The new code will cover individuals, companies, limited liability partnerships and partnership firms. It will also amend laws including the Companies Act to become the overarching legislation to deal with corporate insolvency. It will also help creditors recover loans faster.

The Code proposes the creation of a new class of insolvency professionals that will specialize in helping sick companies. It also provides for creation of information utilities that will collate all information about debtors to prevent serial defaulters from misusing the system.

The bankruptcy code has provisions to address cross-border insolvency through bilateral agreements with other countries. It also proposes shorter, aggressive time frames for every step in the insolvency process—right from filing a bankruptcy application to the time available for filing claims and appeals in the debt recovery tribunals, National Company Law Tribunals and courts.

To protect workers’ interests, the code has made provisions to ensure that the money due to workers and employees from the provident fund, the pension fund and gratuity fund shouldn’t be included in the estate of the bankrupt company or individual. Further, workers’ salaries for up to 24 months will get first priority in case of liquidation of assets of a company, ahead of secured creditors.

There are also provisions that disqualify anyone declared bankrupt from holding public office, thereby ensuring that politicians and government officials cannot hold any public office if declared bankrupt.

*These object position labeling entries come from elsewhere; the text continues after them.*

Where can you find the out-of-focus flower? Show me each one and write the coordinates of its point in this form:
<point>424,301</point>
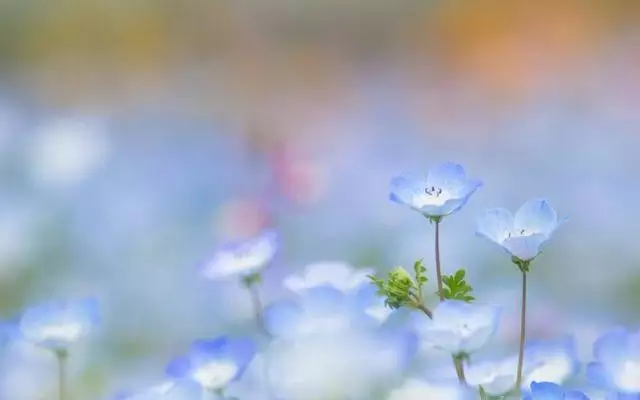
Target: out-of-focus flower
<point>58,325</point>
<point>458,327</point>
<point>337,274</point>
<point>445,190</point>
<point>327,347</point>
<point>415,389</point>
<point>159,390</point>
<point>67,151</point>
<point>213,364</point>
<point>350,363</point>
<point>552,391</point>
<point>550,361</point>
<point>496,377</point>
<point>617,362</point>
<point>524,234</point>
<point>319,310</point>
<point>242,258</point>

The Code proposes the setting up of a new entity, the Insolvency and Bankruptcy Board of India, which will regulate insolvency professionals and information companies — those which will store all the credit information of corporates.

Bankruptcy applications will now have to be filed within three months; earlier, it was six months.

Specific attention is to be drawn to the rights of unsecured and secured creditors in the priority of their claims and therefore the level playing field for their access to an effective insolvency resolution.